Die Zahl der Corona-Fälle in China steigt stetig an. Mit ihnen auch die Todesopfer: Weltweit sind bislang 813 Menschen an dem Virus gestorben. Die Bundesregierung hat entschieden, weitere deutsche Staatsbürger aus der schwer vom betroffenen Millionenstadt Wuhan auszufliegen. Etwa 20 Rückkehrer werden am Sonntag in Berlin erwartet.

Süddeutsche Zeitung

Blumen und eine Zeichnung erinnern an den ebenfalls am Coronavirus verstorbenen Arzt Li Wenliang – der als Erster vor dem Virus gewarnt hatte. Foto: AFP

Die Zahl der Todesopfer durch das neue Coronavirus hat die der Sars-Pandemie vor 17 Jahren überstiegen.
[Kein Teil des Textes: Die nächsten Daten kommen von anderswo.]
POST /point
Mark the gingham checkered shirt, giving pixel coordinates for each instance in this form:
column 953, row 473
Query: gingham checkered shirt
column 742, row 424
Mit 89 neuen Fällen der Lungenerkrankung, die Chinas Gesundheitsbehörde am Sonntag bestätigte, erhöht sich die Gesamtzahl der Opfer weltweit auf 813. An dem Schweren Akuten Atemwegssyndrom (Sars) waren 2002/2003 laut WHO 8096 Menschen erkrankt und 774 gestorben. Die Zahl der bestätigten Infektionen durch das neue Coronavirus stieg am Sonntag in China um weitere 2656 auf 37 198 Fälle. Außerhalb Chinas sind bislang mehr als 300 bestätigte Infektionen bestätigt.